EDIT 2019-01-04: the generalized Durbin-Watson statistic of Bhargava et al. (1982) and Baltagi/Wu's LBI statistic are now implemented in the latest version (1.7-0) of plm as pbnftest().

I think, we have to distinct things going on here:

1) p-value: the p-value seems to be off as the additional intercept is passed to lmtest::dwtest(). My guess is, this in turn leads to a wrong calculation of the degrees of freedom and hence the suspicious p-value.

See the papers mentioned below and http://www.stata.com/manuals14/xtxtregar.pdf

Bhargava, Franzini, Narendranathan, Serial Correlation and the Fixed Effects Model, Review of Economic Studies (1982), XLIX, pp. 533-549

Baltagi, B. H., and P. X. Wu. 1999. Unequally spaced panel data regressions with AR(1) disturbances. Econometric Theory 15, pp 814–823.

Versions: R 3.1.3 plm_1.4-0 lmtest_0.9-34

require(plm)
require(lmtest)
require(car)

data("Grunfeld")

# Use lm() for pooled OLS and fixed effects
lm_pool <- lm(inv ~ value + capital, data = Grunfeld)
lm_fe   <- lm(inv ~ value + capital + factor(firm), data = Grunfeld)

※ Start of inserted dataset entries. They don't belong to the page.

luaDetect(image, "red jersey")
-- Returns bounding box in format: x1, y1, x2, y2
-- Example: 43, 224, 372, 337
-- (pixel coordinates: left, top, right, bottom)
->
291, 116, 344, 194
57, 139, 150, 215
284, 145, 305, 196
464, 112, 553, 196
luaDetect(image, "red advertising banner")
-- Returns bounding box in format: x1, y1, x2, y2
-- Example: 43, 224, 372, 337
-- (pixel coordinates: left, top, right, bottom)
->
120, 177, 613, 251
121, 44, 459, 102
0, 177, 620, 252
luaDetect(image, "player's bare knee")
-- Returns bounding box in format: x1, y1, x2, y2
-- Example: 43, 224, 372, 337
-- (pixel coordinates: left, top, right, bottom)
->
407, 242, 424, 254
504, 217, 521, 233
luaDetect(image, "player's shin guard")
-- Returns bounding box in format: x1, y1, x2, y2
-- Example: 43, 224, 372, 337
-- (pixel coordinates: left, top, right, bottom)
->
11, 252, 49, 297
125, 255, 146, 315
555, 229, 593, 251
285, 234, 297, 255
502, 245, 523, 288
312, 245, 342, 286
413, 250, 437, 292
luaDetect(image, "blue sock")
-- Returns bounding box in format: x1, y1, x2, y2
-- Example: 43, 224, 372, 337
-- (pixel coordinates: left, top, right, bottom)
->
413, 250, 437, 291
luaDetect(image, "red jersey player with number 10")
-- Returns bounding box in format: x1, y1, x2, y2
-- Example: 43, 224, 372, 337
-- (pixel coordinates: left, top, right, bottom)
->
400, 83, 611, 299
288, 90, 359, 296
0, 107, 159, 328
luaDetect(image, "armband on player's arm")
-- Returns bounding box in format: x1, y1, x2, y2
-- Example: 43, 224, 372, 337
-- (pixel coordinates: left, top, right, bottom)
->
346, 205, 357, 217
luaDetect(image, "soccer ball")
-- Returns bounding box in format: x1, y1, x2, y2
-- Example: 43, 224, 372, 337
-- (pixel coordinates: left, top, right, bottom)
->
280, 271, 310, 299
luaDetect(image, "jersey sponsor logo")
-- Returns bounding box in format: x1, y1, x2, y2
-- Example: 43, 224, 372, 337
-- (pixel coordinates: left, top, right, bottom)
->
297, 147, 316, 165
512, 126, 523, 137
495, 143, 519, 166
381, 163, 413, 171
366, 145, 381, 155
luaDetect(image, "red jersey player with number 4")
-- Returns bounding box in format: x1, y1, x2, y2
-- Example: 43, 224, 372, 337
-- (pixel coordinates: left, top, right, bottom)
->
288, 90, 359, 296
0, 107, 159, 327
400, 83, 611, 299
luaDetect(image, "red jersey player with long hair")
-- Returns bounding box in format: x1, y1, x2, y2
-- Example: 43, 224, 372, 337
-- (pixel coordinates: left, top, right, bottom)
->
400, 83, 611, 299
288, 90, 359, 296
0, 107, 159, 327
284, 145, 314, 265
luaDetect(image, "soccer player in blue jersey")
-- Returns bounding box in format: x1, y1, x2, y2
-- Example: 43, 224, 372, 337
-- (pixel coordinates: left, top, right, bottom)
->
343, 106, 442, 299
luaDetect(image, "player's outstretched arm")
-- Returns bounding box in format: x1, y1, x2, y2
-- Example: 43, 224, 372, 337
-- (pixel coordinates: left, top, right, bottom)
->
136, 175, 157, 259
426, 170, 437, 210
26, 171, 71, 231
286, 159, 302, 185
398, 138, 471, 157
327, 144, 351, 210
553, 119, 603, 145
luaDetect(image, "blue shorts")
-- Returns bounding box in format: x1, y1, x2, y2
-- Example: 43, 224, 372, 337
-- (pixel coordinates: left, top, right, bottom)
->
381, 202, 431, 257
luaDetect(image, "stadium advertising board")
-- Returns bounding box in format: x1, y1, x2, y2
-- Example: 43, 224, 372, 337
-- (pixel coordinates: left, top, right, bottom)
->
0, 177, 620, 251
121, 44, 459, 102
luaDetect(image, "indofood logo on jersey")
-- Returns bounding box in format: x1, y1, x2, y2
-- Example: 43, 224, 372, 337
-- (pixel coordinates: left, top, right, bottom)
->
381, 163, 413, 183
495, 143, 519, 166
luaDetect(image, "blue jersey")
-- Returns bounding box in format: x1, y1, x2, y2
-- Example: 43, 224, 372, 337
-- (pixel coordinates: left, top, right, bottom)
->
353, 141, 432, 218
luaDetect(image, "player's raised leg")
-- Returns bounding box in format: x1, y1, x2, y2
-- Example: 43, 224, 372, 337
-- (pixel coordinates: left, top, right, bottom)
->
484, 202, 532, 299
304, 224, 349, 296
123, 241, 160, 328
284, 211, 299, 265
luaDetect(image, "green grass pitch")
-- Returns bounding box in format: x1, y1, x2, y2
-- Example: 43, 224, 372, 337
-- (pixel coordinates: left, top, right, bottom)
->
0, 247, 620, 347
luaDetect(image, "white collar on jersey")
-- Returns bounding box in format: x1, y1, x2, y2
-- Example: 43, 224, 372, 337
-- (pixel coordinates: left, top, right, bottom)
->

# Use plm() for pooled OLS and fixed effects
plm_pool <- plm(inv ~ value + capital, data=Grunfeld, model = "pooling")
plm_fe   <- plm(inv ~ value + capital, data=Grunfeld, model = "within")
plm_re   <- plm(inv ~ value + capital, data=Grunfeld, model = "random")

# Are the estimated residuals for the pooled OLS and fixed effects model by plm() and lm() the same? => yes
all(abs(residuals(plm_pool) - residuals(lm_pool)) < 0.00000000001)
## [1] TRUE
all(abs(residuals(plm_fe)   - residuals(lm_fe))   < 0.00000000001)
## [1] TRUE

# Results match of lmtest's and car's durbin watson test match
lmtest::dwtest(lm_pool)
##  Durbin-Watson test
## 
## data:  lm_pool
## DW = 0.3582, p-value < 2.2e-16
## alternative hypothesis: true autocorrelation is greater than 0

car::dwt(lm_pool)
##  lag Autocorrelation D-W Statistic p-value
##    1       0.8204959     0.3581853       0
##  Alternative hypothesis: rho != 0

lmtest::dwtest(lm_fe)
##  Durbin-Watson test
## 
## data:  lm_fe
## DW = 1.0789, p-value = 1.561e-13
## alternative hypothesis: true autocorrelation is greater than 0

car::dwt(lm_fe)
##  lag Autocorrelation D-W Statistic p-value
##    1       0.4583415      1.078912       0
##  Alternative hypothesis: rho != 0

# plm's dw statistic matches but p-value is very different (plm_pool) and slightly different (plm_fe)
pdwtest(plm_pool)
##  Durbin-Watson test for serial correlation in panel models
## 
## data:  inv ~ value + capital
## DW = 0.3582, p-value = 0.7619
## alternative hypothesis: serial correlation in idiosyncratic errors

pdwtest(plm_fe)
##  Durbin-Watson test for serial correlation in panel models
## 
## data:  inv ~ value + capital
## DW = 1.0789, p-value = 3.184e-11
## alternative hypothesis: serial correlation in idiosyncratic errors
1

1 Answers

3
votes

'plm' developer here. The strange p-values are worth investigating (notice pdwtest is just a wrapper to dwtest from package lmtest), thanks for reporting.

On the econometrics behind this: the Bharghava et al. test is basically what pdwtest() does; the Durbin-Watson test in general is a suboptimal procedure in many respects, so that most modern textbooks rather suggest Breusch-Godfrey (see pbgtest() in 'plm' for a panel version). RE is fine because transformed residuals are "white" under H0. FE are to be taken with care because of the serial correlation induced by the demeaning, so that DW and BG tests are generally inappropriate except for very long panels: see my comments in JStatSoft 27/2, 2008, p.26. Better alternatives, especially for wide panels, are the tests by Wooldridge: first difference test (pwfdtest() in 'plm', also in Stata, see the paper by Drukker) and the test implemented in 'plm' as pwartest(), see again JStatSoft 27/2, 6.4.